The world is filled with uninteresting people. I meet them every day. I suspect that in most cases, there is an interesting person lurking beneath their unfortunately uninteresting veneer.
These are people who answer, “How was your day?” with an itinerary of the day instead of sharing a meaningful moment. They are folks who tell us about their vacations by offering an adjective-laden time line of the week. They are the people who make meetings feel endless, dinners feel monotonous, and conferences feel disappointing.
These are the people who are afraid to talk about embarrassing moments or epic failures. They lack authenticity. Listen poorly. Fear vulnerability. Lack the skills and strategy to craft and tell a good story. They are not the superheroes of our world.
Storytellers have a superpower. They can make people feel good and whole and right. They can inspire and inform. They can make people see the world in a new way. They can make people feel better about themselves.

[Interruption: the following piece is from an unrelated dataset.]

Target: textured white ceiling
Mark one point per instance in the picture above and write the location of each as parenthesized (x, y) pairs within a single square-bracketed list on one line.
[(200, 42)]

I may not be able to stop a bullet, but I make a woman feel better about a tragic loss. I can convince a reluctant teen to learn. I can make an audience laugh and cry in the span of a single story. I can make my children beg for more. I can make an eight-hour training session feel like two hours. I can convince a woman of absolute grace and beauty to marry me.
Me.
Fuck Superman. I’ll take storytelling any day.
I offer this superpower to you. This book is the instruction manual. All you need now is to practice. Begin collecting stories and telling stories.
Become the storyteller I know you can be.